Ayant subi un accident le 14 décembre 2022 qui a rendu son véhicule inutilisable, il a déclaré le sinistre auprès de la SA Allianz. Cette dernière a estimé que son assuré avait fait une fausse déclaration et que sa garantie n’était pas due.
La SA Allianz ayant maintenu son refus d’indemnisation, M. [O] [I] l’a fait assigner devant le tribunal judiciaire de Nanterre par acte judiciaire du 12 avril 2024. Aux termes de son assignation M. [O] [I] demande au tribunal au visa des articles L. 113-5, L. 113-8, L. 113-9 du code des assurances et 1231-1 du code civil de :
— juge ses demandes recevables ;
— condamner la SA Allianz à lui verser la somme de 18 401 euros en réparation de son préjudice matériel ;
— la condamner à lui verser la somme de 987,94 euros correspondant aux frais d’assurance ;
— la condamner à lui payer la somme de 8 075 euros en réparation de son préjudice de jouissance;
— la condamner à lui payer la somme de 5 000 euros en réparation de son préjudice moral ;
— la condamner à lui payer la somme de 3 000 euros au titre de l’article 700 du code de procédure civile et à payer les entiers dépens ;
— juger que les condamnations porteront intérêts au taux légal à compter de la date de la mise en demeure du 31 juillet 2023, conformément à l’article 1153-1 du code civil ;
— ordonner l’exécution provisoire de la décision à intervenir.

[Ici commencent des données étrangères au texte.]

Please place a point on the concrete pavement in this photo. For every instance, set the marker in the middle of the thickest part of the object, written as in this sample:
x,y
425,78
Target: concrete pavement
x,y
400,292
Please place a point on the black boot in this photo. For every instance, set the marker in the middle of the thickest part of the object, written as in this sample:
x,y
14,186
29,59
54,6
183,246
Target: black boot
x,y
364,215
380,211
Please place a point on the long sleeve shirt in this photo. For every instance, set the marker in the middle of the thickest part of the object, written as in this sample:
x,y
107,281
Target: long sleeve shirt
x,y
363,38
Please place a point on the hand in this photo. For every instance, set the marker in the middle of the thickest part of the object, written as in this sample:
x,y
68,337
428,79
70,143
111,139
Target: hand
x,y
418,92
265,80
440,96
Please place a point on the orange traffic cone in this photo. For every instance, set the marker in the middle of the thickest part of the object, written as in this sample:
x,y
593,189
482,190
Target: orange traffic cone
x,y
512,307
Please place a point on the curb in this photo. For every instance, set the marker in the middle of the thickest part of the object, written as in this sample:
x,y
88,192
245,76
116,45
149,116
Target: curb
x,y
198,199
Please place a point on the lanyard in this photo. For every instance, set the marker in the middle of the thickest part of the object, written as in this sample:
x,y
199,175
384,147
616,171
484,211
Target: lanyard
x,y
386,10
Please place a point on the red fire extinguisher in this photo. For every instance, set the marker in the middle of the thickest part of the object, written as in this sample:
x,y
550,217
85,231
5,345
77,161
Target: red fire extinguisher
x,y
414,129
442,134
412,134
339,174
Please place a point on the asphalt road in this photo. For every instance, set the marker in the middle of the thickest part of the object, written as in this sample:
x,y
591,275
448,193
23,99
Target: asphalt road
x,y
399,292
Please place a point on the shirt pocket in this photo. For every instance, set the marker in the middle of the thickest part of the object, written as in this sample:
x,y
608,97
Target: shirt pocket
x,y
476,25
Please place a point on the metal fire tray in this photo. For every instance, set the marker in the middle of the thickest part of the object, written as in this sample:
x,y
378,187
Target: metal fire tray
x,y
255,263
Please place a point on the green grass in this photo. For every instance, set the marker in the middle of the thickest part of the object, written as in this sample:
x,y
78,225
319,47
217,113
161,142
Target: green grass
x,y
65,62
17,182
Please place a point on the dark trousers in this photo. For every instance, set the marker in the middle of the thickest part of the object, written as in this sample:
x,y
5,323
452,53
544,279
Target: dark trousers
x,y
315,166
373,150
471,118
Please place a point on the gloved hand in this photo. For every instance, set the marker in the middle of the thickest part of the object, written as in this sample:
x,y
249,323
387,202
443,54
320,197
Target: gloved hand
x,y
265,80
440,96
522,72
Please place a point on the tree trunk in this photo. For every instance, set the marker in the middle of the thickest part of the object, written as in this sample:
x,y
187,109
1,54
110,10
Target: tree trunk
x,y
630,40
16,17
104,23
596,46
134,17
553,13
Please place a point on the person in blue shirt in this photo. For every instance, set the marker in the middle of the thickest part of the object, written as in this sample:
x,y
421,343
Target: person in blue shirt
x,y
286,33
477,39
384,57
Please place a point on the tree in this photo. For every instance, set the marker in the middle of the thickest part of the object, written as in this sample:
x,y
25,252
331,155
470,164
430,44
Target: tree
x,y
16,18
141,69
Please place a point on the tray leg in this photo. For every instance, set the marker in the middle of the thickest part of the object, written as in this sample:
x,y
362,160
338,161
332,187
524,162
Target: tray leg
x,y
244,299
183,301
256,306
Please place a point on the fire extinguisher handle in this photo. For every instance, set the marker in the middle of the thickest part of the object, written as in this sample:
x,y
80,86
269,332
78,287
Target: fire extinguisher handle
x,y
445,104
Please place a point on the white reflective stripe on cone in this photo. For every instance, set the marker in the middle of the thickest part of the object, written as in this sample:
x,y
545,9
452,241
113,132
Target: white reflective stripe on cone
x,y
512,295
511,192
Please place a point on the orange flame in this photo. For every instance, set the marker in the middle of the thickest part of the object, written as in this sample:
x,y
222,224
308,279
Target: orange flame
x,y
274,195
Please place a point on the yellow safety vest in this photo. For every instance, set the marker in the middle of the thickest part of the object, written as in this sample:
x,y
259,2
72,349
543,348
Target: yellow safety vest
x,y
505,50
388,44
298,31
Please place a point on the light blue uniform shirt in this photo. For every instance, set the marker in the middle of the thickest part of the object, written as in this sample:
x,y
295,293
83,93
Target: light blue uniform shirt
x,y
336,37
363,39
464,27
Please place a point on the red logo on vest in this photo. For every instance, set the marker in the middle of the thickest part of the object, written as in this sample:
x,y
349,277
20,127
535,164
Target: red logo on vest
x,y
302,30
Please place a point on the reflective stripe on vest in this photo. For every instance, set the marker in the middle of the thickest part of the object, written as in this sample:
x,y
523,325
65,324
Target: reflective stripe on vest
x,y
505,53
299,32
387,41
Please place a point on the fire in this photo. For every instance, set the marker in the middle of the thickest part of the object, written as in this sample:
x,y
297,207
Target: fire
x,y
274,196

A l’appui de ses demandes, il indique que la nullité alléguée par son assureur n’a pas vocation à s’appliquer dans la mesure où celui-ci échoue à démontrer sa mauvaise foi. Il précise que la question à laquelle il a répondu non, concernait l’existence d’une procédure de résiliation en cours, par l’emploi du présent de l’indicatif. Il considère que la SA Allianz ne peut lui reprocher d’avoir répondu par la négative alors que la procédure de résiliation dont il avait fait l’objet a été terminée en septembre 2022. Il considère en outre que le questionnaire qui lui a été soumis a été rédigé de façon imprécise et équivoque et qu’il est susceptible d’engager la responsabilité de l’assureur.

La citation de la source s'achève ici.